I have the best kind of friends. They’re all batcrap crazy, but still they’re better than the dysfunctional, batcrap family that I have. Allow me to explain.
Last night I had dinner with my mom and dad. Recently, my sister Sara lost her job, due to a ‘personality conflict’. My youngest sister is a total redneck. Not in any negative sense of the word. She’s loyal even when perhaps the person she’s loyal to doesn’t deserve it. But at the same time she’s a manipulative person who will go out of her way to get what she wants.
So as I was saying, I was at Bob Evans for dinner. Mom gets the call on the way home. Yes mom, I know I have a truck and a boyfriend who could get off his ass and go get and do the running that the family needs to do, but instead I’ll ask you to go to Wal-Mart and pay for everything.
Listen, I’ve seen pictures of you smoking. But I’m not a smoker. And there’s no way in hell I’m paying for someone else’s habit. Mom justified buying all this stuff for them and keeping us out until 8:30 at night while Sara and her family sat snug in their apartment.
I used to eat out with my mom and dad A LOT. And they footed the bill.
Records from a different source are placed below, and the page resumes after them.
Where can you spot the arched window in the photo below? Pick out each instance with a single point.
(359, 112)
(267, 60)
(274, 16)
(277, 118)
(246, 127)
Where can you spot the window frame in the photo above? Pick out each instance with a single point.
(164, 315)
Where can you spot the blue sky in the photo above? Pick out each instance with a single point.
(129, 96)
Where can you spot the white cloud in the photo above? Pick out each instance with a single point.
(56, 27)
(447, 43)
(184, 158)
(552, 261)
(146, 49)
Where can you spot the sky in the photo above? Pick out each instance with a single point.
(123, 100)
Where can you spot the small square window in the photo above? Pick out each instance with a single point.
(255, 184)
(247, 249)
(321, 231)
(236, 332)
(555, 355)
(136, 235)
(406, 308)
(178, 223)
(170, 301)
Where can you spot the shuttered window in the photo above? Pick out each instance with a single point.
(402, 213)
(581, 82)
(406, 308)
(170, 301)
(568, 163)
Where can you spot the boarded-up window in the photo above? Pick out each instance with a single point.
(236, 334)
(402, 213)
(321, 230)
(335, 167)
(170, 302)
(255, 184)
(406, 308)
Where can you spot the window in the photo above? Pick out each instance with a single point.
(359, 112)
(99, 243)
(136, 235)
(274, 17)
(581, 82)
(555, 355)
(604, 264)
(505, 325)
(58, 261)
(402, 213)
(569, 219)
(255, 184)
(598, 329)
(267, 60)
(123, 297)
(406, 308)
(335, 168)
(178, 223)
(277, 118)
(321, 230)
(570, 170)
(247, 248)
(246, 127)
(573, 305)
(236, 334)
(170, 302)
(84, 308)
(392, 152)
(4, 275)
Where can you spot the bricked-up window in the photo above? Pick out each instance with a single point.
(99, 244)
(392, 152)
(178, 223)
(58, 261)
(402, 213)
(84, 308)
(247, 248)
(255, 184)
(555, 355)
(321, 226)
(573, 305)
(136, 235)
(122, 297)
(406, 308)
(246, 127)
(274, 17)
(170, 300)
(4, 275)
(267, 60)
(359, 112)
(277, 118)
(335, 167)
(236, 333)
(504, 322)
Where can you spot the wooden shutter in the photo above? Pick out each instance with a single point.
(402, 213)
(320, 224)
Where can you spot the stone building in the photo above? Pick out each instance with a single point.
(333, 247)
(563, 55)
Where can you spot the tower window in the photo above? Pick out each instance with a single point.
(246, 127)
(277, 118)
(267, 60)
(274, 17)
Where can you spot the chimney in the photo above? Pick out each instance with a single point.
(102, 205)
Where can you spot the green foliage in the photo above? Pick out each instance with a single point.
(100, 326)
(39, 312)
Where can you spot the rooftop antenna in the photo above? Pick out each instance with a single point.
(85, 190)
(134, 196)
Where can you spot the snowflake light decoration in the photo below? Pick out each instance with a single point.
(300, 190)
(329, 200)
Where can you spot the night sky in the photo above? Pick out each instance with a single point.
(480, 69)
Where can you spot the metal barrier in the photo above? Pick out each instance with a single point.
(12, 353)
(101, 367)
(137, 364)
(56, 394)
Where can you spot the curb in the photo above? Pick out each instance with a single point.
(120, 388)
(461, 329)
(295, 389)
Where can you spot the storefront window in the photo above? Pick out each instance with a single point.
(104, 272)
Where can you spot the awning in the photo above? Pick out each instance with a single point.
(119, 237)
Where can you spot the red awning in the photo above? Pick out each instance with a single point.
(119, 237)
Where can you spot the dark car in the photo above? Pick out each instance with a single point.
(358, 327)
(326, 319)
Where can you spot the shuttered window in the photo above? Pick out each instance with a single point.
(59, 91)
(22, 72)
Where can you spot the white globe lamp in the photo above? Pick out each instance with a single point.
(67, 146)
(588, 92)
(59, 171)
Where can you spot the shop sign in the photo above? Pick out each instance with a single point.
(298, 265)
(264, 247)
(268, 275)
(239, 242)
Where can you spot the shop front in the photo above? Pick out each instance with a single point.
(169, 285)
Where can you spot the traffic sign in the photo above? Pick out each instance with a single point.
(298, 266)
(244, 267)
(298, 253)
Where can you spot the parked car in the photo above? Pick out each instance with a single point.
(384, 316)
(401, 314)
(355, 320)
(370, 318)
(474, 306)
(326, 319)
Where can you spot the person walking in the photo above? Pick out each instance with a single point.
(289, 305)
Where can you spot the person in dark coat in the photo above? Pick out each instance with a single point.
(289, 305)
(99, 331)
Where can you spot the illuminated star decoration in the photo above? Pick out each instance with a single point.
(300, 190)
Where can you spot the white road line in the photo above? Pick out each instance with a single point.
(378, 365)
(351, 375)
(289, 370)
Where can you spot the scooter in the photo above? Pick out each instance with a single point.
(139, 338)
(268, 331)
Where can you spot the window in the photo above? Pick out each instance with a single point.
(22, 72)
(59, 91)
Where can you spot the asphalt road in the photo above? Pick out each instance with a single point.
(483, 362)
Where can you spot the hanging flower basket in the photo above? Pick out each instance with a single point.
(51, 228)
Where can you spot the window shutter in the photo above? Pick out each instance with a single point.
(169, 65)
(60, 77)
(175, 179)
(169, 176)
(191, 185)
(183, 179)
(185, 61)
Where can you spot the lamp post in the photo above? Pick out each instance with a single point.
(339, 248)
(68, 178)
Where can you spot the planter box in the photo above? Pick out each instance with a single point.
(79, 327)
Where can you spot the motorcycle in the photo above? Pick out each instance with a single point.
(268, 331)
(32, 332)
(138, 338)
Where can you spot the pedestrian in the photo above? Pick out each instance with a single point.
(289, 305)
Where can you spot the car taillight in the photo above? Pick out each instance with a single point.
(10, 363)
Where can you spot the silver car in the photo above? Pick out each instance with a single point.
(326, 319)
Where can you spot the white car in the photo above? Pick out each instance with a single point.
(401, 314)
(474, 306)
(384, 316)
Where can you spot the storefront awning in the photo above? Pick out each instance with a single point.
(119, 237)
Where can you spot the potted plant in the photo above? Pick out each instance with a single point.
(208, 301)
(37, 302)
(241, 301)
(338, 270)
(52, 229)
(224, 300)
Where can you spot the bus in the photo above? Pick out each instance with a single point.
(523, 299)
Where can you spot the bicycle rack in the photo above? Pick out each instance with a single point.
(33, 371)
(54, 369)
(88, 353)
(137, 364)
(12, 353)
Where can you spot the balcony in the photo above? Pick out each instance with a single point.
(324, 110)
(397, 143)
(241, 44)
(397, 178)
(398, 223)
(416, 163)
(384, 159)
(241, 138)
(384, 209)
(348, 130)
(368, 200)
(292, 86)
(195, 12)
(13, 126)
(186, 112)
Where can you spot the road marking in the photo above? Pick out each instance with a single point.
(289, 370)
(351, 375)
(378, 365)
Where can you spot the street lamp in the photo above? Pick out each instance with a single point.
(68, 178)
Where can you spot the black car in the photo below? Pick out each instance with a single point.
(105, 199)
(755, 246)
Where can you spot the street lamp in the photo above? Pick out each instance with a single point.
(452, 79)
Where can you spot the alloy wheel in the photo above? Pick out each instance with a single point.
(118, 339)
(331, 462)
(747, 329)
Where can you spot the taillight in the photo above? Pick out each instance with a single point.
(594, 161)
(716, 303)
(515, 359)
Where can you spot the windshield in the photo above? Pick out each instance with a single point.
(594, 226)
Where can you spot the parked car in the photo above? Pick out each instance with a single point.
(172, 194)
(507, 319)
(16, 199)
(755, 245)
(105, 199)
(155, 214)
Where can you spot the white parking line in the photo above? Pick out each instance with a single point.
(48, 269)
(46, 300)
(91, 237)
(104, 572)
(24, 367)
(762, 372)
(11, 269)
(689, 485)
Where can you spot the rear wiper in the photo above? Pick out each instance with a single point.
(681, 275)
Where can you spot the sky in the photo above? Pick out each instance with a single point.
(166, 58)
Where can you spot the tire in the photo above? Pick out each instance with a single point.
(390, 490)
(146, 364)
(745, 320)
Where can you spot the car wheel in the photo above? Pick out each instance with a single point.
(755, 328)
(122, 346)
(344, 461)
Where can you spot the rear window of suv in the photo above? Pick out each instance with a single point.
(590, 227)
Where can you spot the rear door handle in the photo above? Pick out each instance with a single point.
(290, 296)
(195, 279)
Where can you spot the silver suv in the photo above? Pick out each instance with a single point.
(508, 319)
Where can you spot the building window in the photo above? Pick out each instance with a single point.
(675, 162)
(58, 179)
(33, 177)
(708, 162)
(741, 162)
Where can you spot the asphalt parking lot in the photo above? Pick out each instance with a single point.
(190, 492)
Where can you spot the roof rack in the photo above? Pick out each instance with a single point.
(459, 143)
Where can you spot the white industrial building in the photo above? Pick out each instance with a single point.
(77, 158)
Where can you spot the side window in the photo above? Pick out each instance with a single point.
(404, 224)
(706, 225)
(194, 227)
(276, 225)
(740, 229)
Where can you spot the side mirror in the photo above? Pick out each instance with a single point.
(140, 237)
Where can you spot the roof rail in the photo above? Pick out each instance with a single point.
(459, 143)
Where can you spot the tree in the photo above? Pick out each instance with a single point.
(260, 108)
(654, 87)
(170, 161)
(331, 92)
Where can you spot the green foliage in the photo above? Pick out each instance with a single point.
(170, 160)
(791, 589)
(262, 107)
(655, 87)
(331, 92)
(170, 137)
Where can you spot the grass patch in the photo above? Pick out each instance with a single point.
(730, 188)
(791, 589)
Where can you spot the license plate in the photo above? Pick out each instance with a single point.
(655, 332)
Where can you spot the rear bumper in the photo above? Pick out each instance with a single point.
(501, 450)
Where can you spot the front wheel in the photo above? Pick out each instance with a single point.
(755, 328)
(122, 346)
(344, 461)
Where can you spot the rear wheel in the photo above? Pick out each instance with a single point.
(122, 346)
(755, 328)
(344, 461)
I try not to do it as much because they’ve made it clear on more than one occasion they don’t want to. Which is fine. But they don’t do it nearly as often as they used to, yet I get the same lecture every time I go with them. Order off the cheap end of the menu. Get water to drink. They treat me like a child yet they bend over backwards for Sara and her family and Brandy and her son.
I suppose that’s their prerogative, and given I live in their home so that I can pursue my passion I should count my blessings and let it be at that.
But admittedly it’s difficult. I’m eating better and exercising so the negative emotions, and the old wounds reopen much easier now that I’m not covering them up.
At the table, even in the face of me ordering the cheapest dinner, they tell me I’m hard to live with. They tell me I’m the most sensitive to my own feelings. And all be call me their most demanding child.
What do I actually ask of them? Something they want desperately to give to other people. Their time. They complain when I work and want to talk when I’ve completed a real full day. When I have news, like industry people giving me invaluable feedback on my work or said industry people possibly showing said work to those I couldn’t possibly reach from where I am currently they give me the equivalent of an emotional shrug.
Meanwhile my friends know that for the kind of work I do these things I do are huge and have the potential to get me out of a place where the appreciation is little and the ignorance of what I do is vast.
So why do I crave their validation when it’s obvious they want no part of this life? And will likely only stand up and cheer when the actual ship comes in. My friends appreciate and love me for who I am and what I do.
My family’s eyes simply glaze over when I talk about what my life is without them.
I love my family, but my friends have been the collective on which I depend both personally and professionally. Pam and Missy, they are without a doubt batcrap crazy, but then so am I. I understand their crazy and for the most part they understand mine. And for that reason I’ll be able to switch gears and finish my NaNoWriMo word count.